What's much more interesting, though, is the percentage of restaurants that close from year to year. For all the time we've been tracking it, there's been an apparently inexorable cycle at work in the percentage of restaurants closing annually. It peaked in 1992, 1997 and the infamous annus horribilis in 2003.
You don't need to be Carol Vorderman to realise that there's a pattern emerging here. The two complete cycles to date (1992-97, and 1997-2003) have followed spookily similar paths: after the peak, closings fall for two years then make a ragged ascent, over three or four years, to the next peak.
Since the last peak in 2004, we've had three years (not two) of falling closings, but it does seem that the cycle is now due (even overdue) for a turn. If that's right, the market is now set for potentially three years of rising numbers of closures.
Of course, the past may be no guide to the future at all, but we wouldn't like to bet on it.
Do you think the restaurant boom is over?
Gaby Huddart, editor, Square Meal
Definitely not. The list we have of new places to review is literally as long as my arm. Places are not closing any faster than normal. There is the usual weeding out of restaurants that have either had their day or didn't quite do their sums right.
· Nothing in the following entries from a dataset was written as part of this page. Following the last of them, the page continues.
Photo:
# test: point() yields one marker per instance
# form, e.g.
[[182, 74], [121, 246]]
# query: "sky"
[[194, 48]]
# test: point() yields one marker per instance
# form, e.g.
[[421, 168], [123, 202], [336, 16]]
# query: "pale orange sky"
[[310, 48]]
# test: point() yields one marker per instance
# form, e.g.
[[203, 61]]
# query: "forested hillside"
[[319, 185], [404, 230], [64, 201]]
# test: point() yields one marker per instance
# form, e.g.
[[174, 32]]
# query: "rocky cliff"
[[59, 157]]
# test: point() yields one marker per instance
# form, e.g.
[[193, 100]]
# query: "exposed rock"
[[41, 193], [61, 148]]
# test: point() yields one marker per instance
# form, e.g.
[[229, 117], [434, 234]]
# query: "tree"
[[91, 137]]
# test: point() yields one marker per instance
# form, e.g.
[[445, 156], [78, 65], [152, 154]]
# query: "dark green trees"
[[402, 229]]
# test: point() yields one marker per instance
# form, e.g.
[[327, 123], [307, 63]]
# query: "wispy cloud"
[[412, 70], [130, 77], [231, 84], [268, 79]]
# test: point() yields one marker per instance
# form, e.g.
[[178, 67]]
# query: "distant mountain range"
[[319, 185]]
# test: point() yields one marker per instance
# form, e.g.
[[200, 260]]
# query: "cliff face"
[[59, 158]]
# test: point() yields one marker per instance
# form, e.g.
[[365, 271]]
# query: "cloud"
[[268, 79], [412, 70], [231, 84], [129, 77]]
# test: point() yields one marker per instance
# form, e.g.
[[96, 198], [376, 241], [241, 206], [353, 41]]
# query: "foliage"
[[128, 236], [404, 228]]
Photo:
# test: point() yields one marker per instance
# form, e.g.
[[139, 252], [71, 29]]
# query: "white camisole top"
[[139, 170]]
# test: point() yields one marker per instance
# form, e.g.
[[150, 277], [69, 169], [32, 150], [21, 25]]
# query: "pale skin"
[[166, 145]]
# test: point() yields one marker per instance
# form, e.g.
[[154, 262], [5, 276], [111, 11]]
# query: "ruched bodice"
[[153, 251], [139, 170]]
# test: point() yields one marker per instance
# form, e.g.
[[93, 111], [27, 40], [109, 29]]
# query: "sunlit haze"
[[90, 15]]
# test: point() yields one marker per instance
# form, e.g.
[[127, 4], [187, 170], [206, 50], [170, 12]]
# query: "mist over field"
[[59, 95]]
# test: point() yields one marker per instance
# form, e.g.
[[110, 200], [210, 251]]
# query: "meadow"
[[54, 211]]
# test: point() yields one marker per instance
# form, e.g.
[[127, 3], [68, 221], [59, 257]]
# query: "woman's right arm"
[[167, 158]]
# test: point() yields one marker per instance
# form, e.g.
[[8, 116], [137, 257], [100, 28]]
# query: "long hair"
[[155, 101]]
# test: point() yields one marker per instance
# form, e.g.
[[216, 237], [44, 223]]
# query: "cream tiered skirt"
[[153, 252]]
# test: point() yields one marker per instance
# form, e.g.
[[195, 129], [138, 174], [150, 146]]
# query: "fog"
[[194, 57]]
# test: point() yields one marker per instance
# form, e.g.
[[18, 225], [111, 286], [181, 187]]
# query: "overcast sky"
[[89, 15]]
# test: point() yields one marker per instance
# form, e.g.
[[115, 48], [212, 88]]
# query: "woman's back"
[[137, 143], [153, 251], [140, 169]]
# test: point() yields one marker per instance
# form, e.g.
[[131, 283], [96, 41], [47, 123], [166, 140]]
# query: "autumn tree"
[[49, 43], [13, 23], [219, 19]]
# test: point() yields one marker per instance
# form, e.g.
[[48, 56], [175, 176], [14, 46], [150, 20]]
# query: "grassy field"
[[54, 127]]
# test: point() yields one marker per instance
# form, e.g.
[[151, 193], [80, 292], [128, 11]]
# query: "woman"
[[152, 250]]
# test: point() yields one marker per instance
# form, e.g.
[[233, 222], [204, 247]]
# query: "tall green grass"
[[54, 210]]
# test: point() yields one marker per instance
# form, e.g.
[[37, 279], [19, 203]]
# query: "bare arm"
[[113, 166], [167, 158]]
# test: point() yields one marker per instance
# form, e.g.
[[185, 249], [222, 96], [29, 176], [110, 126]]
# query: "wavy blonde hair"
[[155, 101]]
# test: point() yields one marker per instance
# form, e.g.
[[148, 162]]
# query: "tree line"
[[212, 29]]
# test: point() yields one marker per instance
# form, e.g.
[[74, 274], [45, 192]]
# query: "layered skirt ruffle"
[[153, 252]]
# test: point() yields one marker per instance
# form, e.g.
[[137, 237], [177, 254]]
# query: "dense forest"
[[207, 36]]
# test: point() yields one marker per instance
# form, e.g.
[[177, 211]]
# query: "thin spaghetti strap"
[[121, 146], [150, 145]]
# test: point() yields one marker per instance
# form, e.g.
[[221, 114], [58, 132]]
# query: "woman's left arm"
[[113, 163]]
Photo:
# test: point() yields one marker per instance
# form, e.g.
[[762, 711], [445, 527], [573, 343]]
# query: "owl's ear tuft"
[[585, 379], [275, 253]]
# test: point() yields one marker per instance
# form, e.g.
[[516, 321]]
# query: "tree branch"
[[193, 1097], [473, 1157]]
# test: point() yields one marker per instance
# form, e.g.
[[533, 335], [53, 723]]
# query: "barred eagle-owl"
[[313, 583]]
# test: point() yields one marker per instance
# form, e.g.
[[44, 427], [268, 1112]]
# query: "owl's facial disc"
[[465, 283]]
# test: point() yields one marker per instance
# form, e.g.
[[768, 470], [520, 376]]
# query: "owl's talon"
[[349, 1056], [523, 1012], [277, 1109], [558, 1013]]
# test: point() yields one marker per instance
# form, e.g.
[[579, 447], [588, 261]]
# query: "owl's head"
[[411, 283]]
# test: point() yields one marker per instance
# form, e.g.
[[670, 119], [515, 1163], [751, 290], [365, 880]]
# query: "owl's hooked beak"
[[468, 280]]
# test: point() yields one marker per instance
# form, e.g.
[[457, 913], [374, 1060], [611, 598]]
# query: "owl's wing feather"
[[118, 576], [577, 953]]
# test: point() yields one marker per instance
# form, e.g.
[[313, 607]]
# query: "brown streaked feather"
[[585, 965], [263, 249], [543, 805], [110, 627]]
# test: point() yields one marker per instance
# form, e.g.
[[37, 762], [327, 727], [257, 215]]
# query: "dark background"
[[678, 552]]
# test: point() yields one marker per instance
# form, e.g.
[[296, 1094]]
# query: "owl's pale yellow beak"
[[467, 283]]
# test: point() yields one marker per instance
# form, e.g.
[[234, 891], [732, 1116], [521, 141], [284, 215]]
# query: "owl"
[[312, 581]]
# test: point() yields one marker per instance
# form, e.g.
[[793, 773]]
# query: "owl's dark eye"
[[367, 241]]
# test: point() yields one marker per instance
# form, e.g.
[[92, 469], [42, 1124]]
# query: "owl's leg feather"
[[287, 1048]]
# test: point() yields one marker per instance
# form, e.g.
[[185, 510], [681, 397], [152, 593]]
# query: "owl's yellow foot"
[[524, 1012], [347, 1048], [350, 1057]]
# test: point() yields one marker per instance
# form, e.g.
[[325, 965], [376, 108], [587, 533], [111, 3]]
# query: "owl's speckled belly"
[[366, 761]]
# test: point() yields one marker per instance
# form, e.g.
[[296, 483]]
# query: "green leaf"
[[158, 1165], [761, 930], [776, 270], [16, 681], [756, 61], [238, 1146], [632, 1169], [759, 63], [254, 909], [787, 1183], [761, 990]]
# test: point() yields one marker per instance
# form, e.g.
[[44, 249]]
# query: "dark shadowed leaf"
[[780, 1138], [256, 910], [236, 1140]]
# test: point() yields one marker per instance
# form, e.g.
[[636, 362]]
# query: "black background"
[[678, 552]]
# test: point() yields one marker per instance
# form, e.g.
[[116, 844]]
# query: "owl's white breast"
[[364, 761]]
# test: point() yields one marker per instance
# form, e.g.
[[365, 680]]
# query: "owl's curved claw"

We have an "RIP" file for places that have closed, and it's no bigger now than usual.
Kirsten Falk, general manager, Kensington Roof Gardens, London
We are definitely in the middle of a boom but we are very dependent on what happens around us, so if there are any terrorist issues or other instances like that, we will be affected. I think the boom will continue for most people, as long as the political and economic atmosphere remains stable.
James Grant, general manager, Wiltons, London
Restaurants will continue to open and restaurants will continue to close at the same speed, because owners need to grasp what customers want in order to build a regular client base. Wiltons has done well for more than 200 years and is continuing to do well. The restaurant boom will, I think, continue.
Richard Shepherd, owner, Langan's Brasserie, London
I don't think it will ever end. There will always be somebody who wants to open a restaurant and just as many that close. I think there will be a lot of restaurants hitting the brick wall by the end of this year, but there are a lot of silly people out there who see the industry through rose-coloured spectacles and think of it as a glamorous option.